Large scale open-source projects analysis that has both user stories or BDD specifications to see how much specifications and their implementations actually linguistically correspond (follows DDD principles, use of ubiquitous language).

Hypothesis

There is seldom direct correspondence between user stories and related code entities such as class or method names, which breaks the DDD and BDD principles

Research questions

How tight is the correspondence between specification and corresponding implementation?
How do specification and implementation co-evolve in open source projects?

Tasks

(the first two tasks can be finished as a seminar, can be done as a bachelor's or master's thesis as a whole)

Compiling a list of open-source projects that contain both user stories and BDD specs
Determine whether a file is a specification file
Not only large-scale analysis but also observing the evolution (per-commit/ per-release) to see how the correspondence between specification and implementation degrades (or does not).

Challenges

File extensions for specifications in many BDD tools are very generic such as .md, .cs.

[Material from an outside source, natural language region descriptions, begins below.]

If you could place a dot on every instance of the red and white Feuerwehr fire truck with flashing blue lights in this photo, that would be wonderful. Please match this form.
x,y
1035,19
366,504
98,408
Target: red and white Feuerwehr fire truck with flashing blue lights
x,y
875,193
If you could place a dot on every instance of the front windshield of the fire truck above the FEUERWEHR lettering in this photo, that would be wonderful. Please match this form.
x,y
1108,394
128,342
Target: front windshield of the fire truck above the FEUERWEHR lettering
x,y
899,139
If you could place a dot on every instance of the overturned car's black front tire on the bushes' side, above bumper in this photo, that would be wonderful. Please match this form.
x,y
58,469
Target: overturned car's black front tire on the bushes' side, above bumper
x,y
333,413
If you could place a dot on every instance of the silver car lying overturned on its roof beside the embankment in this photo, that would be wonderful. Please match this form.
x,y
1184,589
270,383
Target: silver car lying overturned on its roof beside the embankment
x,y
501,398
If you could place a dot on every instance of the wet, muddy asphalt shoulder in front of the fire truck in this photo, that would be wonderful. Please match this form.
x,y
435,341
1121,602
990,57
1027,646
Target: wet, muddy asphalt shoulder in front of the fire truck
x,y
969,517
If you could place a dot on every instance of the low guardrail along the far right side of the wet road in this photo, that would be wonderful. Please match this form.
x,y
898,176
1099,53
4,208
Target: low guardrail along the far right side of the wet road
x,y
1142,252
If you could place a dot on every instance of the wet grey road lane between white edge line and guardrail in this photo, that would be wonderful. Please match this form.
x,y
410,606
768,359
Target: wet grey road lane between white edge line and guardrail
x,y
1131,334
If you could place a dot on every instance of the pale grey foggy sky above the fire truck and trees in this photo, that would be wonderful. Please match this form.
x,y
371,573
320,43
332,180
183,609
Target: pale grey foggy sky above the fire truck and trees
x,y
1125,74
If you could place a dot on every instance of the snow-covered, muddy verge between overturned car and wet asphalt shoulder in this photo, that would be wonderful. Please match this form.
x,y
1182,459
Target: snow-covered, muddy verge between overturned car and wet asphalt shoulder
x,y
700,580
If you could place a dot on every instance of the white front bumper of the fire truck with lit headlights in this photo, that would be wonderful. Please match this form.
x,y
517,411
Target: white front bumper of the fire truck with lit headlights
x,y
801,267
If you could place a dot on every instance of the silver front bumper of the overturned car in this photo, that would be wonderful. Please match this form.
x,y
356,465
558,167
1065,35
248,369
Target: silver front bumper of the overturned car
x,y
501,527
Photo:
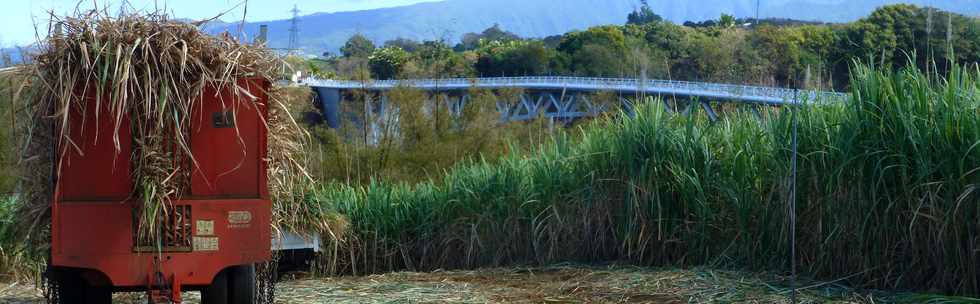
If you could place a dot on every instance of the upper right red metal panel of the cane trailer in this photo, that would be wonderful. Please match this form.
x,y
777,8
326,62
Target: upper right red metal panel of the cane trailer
x,y
228,143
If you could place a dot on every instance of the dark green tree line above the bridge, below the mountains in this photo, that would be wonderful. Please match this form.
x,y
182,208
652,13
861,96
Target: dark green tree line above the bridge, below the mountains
x,y
776,52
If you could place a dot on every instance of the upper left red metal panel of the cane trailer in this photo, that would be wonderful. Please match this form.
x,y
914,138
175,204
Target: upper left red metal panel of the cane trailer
x,y
91,167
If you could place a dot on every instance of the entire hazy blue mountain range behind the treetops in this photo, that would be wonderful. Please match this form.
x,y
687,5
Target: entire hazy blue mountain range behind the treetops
x,y
450,19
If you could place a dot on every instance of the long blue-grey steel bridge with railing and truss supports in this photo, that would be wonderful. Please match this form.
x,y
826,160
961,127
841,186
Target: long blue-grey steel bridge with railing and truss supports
x,y
563,98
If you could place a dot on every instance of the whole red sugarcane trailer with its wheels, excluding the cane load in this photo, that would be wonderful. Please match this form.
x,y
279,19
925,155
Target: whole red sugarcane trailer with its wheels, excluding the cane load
x,y
212,235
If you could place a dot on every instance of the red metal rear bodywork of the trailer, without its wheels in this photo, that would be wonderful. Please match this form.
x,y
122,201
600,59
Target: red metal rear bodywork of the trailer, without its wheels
x,y
93,226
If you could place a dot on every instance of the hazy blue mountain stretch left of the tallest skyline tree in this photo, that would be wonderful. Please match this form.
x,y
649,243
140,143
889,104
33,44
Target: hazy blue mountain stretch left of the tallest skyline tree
x,y
448,19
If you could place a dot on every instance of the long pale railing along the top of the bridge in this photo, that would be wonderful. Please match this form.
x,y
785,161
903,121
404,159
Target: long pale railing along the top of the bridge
x,y
666,87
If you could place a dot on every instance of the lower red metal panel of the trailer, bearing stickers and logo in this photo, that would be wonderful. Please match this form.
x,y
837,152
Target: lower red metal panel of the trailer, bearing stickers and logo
x,y
97,235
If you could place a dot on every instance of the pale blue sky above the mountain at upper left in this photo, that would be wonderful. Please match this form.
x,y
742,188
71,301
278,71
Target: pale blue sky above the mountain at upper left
x,y
18,17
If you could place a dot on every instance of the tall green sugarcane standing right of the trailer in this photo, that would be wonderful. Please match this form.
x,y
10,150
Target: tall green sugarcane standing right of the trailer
x,y
888,193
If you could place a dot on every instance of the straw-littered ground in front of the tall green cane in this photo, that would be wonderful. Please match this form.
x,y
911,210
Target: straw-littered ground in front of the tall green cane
x,y
559,284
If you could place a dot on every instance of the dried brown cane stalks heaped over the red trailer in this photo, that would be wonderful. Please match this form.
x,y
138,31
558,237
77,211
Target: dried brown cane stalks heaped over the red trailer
x,y
152,70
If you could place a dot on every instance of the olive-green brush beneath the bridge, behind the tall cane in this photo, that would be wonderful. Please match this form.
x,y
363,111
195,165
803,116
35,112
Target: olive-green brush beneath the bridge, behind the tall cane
x,y
416,139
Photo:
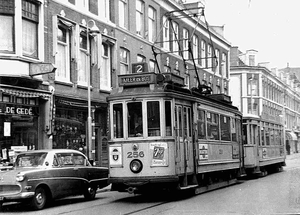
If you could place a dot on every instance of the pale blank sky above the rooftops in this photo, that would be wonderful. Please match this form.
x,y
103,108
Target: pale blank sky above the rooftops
x,y
271,27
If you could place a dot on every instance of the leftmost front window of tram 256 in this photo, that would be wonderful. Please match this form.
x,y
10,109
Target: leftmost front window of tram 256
x,y
118,121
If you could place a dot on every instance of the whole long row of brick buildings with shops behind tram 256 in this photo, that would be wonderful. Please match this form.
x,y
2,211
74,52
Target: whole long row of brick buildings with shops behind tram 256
x,y
51,53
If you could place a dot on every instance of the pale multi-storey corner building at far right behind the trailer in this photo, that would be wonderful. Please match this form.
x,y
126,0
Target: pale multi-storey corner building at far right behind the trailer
x,y
267,95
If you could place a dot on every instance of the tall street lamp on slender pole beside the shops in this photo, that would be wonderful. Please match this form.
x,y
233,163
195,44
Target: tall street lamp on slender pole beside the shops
x,y
93,30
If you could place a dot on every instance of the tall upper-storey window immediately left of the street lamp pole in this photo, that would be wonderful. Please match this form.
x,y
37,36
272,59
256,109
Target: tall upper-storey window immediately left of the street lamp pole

Concrete criteria are needed to select projects on GitHub.
The (existing) dataset for BDD only contains cucumber related projects. How to prepare a dataset that covers projects with other BDD tools?
We have two distinct (existing) datasets: one for user stories and one for BDD specs. Comparison results won't be generalizable
Possibility of specification-code correlation and co-evolution could be higher for projects with BDD specs as they are aware of the BDD and DDD principles. Hence, it is important to also look at projects with other natural language requirements such as user stories for our results to be more generalizable.